Oh, and another potential issue coming up to my mind right now:
sometimes, even though nix tries to be pure, it can’t really be, because
components do interact (example: SMTP and IMAP servers, nginx and the
thing it rproxies, etc.).

These interactions are currently tested by nixos tests. Independently of
what one can think about nixos tests, they have the huge merit of
existing. And I can’t see how they could still exist in a scheme where
packages are upgraded independently.

However, from my reading the most important proposal here was not to
split all-packages.nix (that was an aside), but mostly to always have
the latest-working version of packages. Which would mean no longer
blocking the whole channel when a core package doesn’t build, and only
blocking this specific package’s version.

So, something like this:

publish it in channel “rollling”

  • now “rolling” channel consists of 45+K packages for different architecture. Those should be formatted in some nice way, for example:

packageAttrName = {

name = …;

out = …;

version = …;

nixpkgs_rev = …;

system = …;

};

or whatever format is understandable by nix-env

2 Likes

How do you prevent a chain from breaking?
Example:
Package A requires Package B.
Package B is updated and builds successful.
Package A breaks with the updated Package B.

Do you now have two Package B versions?

Yeah I guess that would be the solution. It can be optimized for some cases. For example, if the package’s definition didn’t change but it suddenly broke, it’s safe to assume that a dependency is too new and an old dependency can be included. Or, if a package definition did change and something broke, maybe Hydra can try to rebuild with last-working dependencies. If that fixes the problem, Hydra can set a flag for the old deps to be included. Nix already supports multiple installs of the same program. Why not use this for dependencies?

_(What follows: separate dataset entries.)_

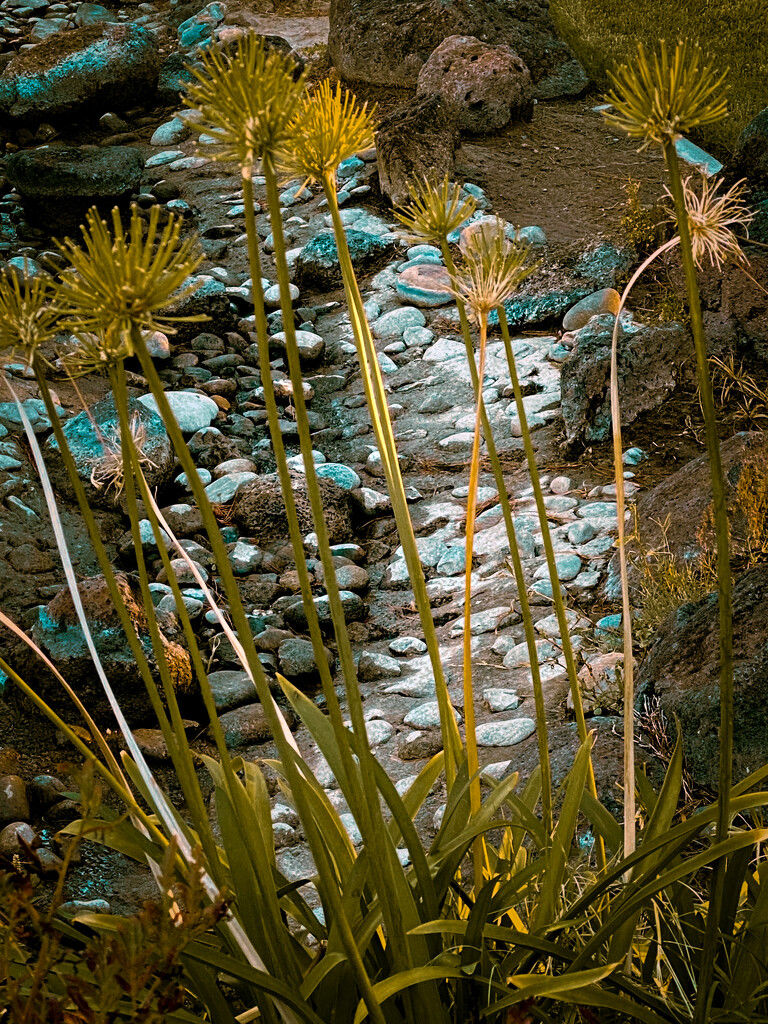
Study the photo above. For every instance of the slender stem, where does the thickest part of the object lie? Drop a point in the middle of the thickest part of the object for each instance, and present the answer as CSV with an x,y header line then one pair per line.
x,y
522,595
346,656
375,393
549,550
722,536
370,817
315,634
629,663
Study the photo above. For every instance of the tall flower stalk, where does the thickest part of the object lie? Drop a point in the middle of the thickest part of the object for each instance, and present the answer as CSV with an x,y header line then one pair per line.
x,y
434,213
329,128
263,136
493,270
656,101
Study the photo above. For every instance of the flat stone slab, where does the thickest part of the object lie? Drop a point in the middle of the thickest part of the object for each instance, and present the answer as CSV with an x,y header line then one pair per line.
x,y
505,733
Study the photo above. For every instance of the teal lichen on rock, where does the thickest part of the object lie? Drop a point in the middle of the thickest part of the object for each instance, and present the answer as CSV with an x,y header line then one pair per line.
x,y
317,263
93,431
100,66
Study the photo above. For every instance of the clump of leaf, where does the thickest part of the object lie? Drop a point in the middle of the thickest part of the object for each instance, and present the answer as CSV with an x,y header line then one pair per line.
x,y
667,582
639,225
108,471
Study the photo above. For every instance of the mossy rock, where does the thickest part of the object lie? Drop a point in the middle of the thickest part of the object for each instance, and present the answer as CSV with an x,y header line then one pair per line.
x,y
260,509
93,433
58,634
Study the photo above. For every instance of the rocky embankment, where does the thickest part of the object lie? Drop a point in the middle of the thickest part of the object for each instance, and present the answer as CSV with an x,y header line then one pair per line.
x,y
69,68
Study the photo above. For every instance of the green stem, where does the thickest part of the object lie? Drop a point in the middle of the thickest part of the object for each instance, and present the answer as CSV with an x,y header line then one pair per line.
x,y
376,396
522,595
371,820
722,536
297,542
346,657
549,550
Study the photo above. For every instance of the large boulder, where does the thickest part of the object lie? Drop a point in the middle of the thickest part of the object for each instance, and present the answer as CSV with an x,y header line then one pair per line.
x,y
651,363
100,67
207,308
93,438
57,184
735,305
675,515
682,671
59,636
751,156
259,509
371,44
486,86
415,142
317,264
563,276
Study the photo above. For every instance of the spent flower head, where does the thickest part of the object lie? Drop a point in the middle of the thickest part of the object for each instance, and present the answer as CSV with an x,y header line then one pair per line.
x,y
246,96
108,470
659,99
121,282
434,211
712,218
494,267
29,313
329,127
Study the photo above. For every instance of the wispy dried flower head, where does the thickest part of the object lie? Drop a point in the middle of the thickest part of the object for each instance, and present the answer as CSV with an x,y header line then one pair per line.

Eventually, maybe Nixpkgs’s dependency system can change a little bit and handle things such as locking certain dependencies to certain commits. Something like so:

buildInputs = [
    (lib.withVersion pkgs.foo 946bk3)
    (lib.withVersion pkgs.bar 536br0)
];

Or, alternatively, it can use the version option many packages include.

buildInputs = [
  (lib.withVersion pkgs.foo 2.5.0)
  (lib.withVersion pkgs.bar 21.0.6)
];

Good point.

But there are other “indexes” in Nixpkgs already - namely, Haskell (and other langs) packages. In fact, some of that expressions are directly written in the files, without a dedicated directory; perl-packages.nix is a typical example.

We already have a ‘distributed index’; why not distribute the all-packages one?

So, something like this:
[snip]

Yes, exactly this! I wonder how much of this could be done today with
current nix+hydra, and how far it could be automated.

I encourage you all to participate to https://github.com/nix-community/NUR as it’s a sandbox to experiment with these ideas. There are multiple ways in how this could evolve but I see a potential future where nixpkgs is stripped to a core of packages and then external package sets would be able to extend it independently.

1 Like